4 minute read

FIELD MUSIC

DAWN STOREY TALKS TO PETER BREWIS ABOUT FIELD MUSIC’S APPROACH TO SONGWRITING AND THE EARLY INFLUENCES WHICH INSPIRED THEIR LATEST ALBUM

When they came to make a new Field Music album, the Brewis brothers had a plan – to take it back to basics simply by getting together and playing live. Unfortunately, like so many other people’s plans lately, this one was halted by the pandemic – and so Flat White Moon ended up being a completely different set of songs altogether.

Advertisement

“It’s not the album we set out to make,” Peter Brewis tells me. “Me and Dave [Brewis] just wanted to get in a room and rock the hell out. I think we were listening to a lot of Free, strangely, and I thought we were going to write ten All Right Now’s, and then we didn’t because obviously we couldn’t play together in the studio. So after doing a couple of tracks in that style I ended up doing a lot of stuff just in my flat.”

Luckily there were still occasions when the pair could meet up. “We recorded a few songs together in the studio – really just banged things down – and then we had to do it separately for quite a while. Then we got back together and finished it off. The album prior to that [Making A New World] was…well, it was a bloody concept album and all the songs ran into each other and it was just complicated. I think we wanted to do something that was a little bit less like musical architecture. Sort of like ‘Can we just do some songs please?’.” He laughs.

Flat White Moon comprises a real blend of song styles, opening with the lush, layered sounds of Orion From The Street, a track of which Peter is particularly fond. “In terms of the songs that I wrote it’s really important to the record, and I think it says a lot about where I was at. And also Not When You’re In Love and When You Last

Heard From Linda as well. I wouldn’t say they were my favourites but they’re the ones which mean the most to me.” Songwriting is shared between the two brothers and Peter also admits: “Quite often after I’ve written some songs and then I hear what Dave’s done, Dave’s songs are my favourite. Maybe that’s a bit of jealousy as well – when Dave’s written something amazing I’m like ‘Gah, I wish I’d thought of that!’”.

Asked about influences for the new album, Peter says that some of them stretch right back to childhood. “We used to listen to music all the time in the house. My mam and dad had the classic record collection, as you can imagine. They grew up with pop music really, when the Beatles were starting to happen, and then progressed to Dylan and Led Zeppelin, Rolling Stones, Roxy Music, 10CC and actually because my mam was a youth worker she kept up with things right up until the early 90s when it turned to dance music.”

I THINK WE WANTED TO DO SOMETHING THAT WAS A LITTLE BIT LESS LIKE MUSICAL ARCHITECTURE. SORT OF LIKE ‘CAN WE JUST DO SOME SONGS PLEASE?’

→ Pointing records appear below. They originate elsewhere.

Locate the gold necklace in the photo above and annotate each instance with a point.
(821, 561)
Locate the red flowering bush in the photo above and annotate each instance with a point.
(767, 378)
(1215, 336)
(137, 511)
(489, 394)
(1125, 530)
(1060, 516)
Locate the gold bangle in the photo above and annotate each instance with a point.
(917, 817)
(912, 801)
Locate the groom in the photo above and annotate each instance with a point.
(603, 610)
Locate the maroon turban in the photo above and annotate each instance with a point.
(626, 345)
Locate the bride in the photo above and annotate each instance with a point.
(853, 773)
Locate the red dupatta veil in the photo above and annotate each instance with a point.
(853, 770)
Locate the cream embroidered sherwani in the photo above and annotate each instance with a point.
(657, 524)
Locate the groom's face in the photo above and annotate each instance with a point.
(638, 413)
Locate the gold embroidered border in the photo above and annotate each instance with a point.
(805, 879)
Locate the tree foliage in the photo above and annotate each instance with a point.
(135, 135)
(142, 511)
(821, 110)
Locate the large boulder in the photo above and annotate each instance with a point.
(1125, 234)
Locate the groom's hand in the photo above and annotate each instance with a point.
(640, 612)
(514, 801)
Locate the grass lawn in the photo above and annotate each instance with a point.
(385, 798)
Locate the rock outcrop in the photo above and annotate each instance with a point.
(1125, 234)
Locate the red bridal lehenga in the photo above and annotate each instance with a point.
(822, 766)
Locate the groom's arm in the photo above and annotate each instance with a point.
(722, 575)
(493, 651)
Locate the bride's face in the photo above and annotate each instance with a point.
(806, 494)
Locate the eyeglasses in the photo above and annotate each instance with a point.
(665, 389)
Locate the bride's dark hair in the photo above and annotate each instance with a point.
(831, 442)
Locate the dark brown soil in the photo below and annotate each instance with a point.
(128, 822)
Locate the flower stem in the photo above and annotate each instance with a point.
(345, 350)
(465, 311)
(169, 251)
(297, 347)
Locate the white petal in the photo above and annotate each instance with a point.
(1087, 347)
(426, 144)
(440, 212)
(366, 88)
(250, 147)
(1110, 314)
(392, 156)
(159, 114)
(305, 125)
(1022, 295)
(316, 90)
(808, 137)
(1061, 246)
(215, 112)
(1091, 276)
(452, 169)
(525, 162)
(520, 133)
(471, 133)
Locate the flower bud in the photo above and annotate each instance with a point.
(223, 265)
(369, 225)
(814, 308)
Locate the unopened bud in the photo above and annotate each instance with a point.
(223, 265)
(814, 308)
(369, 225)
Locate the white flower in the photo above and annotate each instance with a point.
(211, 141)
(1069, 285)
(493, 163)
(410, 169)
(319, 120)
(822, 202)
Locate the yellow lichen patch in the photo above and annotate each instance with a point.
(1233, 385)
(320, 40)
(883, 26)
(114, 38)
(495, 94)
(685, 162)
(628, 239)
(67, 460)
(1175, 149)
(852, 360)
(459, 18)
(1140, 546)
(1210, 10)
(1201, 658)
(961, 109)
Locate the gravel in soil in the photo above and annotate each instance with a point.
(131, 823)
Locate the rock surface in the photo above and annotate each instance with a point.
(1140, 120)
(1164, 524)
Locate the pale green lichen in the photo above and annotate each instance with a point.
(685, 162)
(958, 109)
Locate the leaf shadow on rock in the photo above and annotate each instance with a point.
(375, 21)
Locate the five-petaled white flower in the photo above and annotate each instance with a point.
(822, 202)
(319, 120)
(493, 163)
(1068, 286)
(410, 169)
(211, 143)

It’s little surprise then that a song or two on Flat White Moon have a touch of McCartney about them – such as the harmony-filled Not When You’re In Love. “Try as I might to get away from the Beatles, it’s difficult,” says Peter. “There has to be a conscious effort for it not to come out in what I do. But me and Dave have been listening to other things and we were maybe influenced by when we first really started liking music ourselves rather than just listening to our parents’. Mam and dad never had any Joni Mitchell and that’s something that I’ve got into quite a lot recently and I think that’s been a big influence on the approach to the lyrics on this record.”

The band are currently engaged in rehearsals, but not for a traditional tour, as Peter explains. “Now we’re in this brave new world of streamed gigs, we’re going to do one from the Brudenell in Leeds on Thursday 29th April. Nathan from the Brudenell just asked whether we fancied doing one and of course we said yes. We’ve played there so many times that it’s one of the venues that certainly feels like home – you just walk in and you know how it sounds and it’s great. So while we can’t go out and play we thought let’s do something else. I think everyone’s thinking the same really.”

The morning that I speak to Peter, he and David have also launched a podcast in which they discuss the influences behind the new album. Entitled Field Musicast, their sense of humour is evident throughout as they talk about musical ideas that they may have “nicked in a very respectful way”, but at the same time it’s obviously vital to them that their own identity shines through.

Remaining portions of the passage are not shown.